Images: Makarand Baokar
They say that no car museum is complete without the ultimate excess of the 1950s—the car with the biggest tailfins ever: the Cadillac de Ville from 1959. With Cadillac and Chrysler competing in the 1950s on a race to make the biggest tailfins possible, the end of the decade saw Cadillac making the ultimate epitome of ‘50s kitsch. Although it was not much appreciated in the years that followed, these Cadillacs are highly sought after today, and Diljeet Titus’ collection has the perfect example.
Moreover, it comes with a royal pedigree: the car was acquired by the Maharaja of Jodhpur, Gaj Singh II. In fact, the Maharaja was just 11 years old when the Cadillac was ordered, but then he could have whatever he wanted; he had been the Maharaja since he was four years old (since 1952), when his father Hanwant Singh, the former Maharaja, had been killed in a plane crash.
The Cadillac de Ville was otherwise standard: riding on a 3.3 metre wheelbase platform, the four-window hardtop sedan was powered by a mighty 325bhp 6392cc V8 that drove the rear wheels through Cadillac’s famed hydra-matic automatic transmission.
Plus, there were power brakes, power steering, dual back-up lights, windshield washers, two-speed electric windshield wipers, full wheel discs, an outside rear view mirror, a vanity mirror, an oil filter, power windows and two-way power seats.
The additional options that the young maharaja went in for included a radio with rear speakers, six-way power seats, air-conditioning, air suspension, Autronic Eye, cruise control, electric door locks on all four-doors, E–Z-eye glass, door guards, utility kit, radio foot switch, gas cap lock and a pair of rugs for the front.
Confirming once again that Cadillac was, then, the world’s bestselling luxury carmaker, the total sales for 1959 was 142,272 cars; of these, 12,308 were the four-window de Villes.

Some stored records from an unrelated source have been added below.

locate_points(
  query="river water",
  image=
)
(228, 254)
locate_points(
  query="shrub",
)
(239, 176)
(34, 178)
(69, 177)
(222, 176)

Despite getting himself such a flamboyant car to be chauffeured around in, the colour that the young maharaja had chosen was a nicely sober dark blue. But given the mileage of the car—the car has hardly done 22,000 miles (a little over 35,000 kms) since new—the maharaja must have realised that it was perhaps a little too much, and its usage was, at best, limited. In 1997, the car was advertised for sale and an enthusiast, Hitesh Arora, picked up the car.
Two years later, in 1999, Titus bought the Cadillac from Arora and one of the first things he did was to get the car repainted to a shocking, but appropriate, pink. Titus confesses that he has a soft corner for Cadillacs—and the proof is in the fact that he has had several of them over the years. Most of them are in very tasteful sober shades of either blue, light yellow with green, black, and so on; but this is the one that is really ‘in your face’…as it should be.

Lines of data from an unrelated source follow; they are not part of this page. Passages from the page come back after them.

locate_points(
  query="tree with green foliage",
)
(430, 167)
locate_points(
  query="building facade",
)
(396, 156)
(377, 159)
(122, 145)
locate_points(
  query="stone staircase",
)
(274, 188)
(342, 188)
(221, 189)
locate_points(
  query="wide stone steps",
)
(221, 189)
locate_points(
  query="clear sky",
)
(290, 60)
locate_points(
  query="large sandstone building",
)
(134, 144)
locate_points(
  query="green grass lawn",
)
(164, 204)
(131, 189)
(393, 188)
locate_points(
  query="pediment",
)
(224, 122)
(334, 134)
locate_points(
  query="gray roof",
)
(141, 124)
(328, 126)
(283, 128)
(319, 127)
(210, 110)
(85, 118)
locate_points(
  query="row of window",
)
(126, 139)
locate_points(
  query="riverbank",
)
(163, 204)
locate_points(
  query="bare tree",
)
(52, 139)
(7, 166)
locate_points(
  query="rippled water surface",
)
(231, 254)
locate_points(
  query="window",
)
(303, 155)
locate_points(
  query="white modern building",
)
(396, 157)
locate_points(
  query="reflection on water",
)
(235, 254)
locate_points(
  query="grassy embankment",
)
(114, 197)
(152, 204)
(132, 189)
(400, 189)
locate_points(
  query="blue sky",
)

And before we forget, remember that in the tailfin Cadillac we had one very important fan: USSR Prime Minister Nikita Krushchev. As he mentioned in a report on United Nations proceedings in 1960: “I’m riding here in an American Cadillac car. It’s a good car, seating seven.”
Diljeet Titus is now parting with the car, and it is part of a 19-car Historic Auction auction which is running until the 20th of December—a rare opportunity to get that pink Cadillac you have always dreamt of!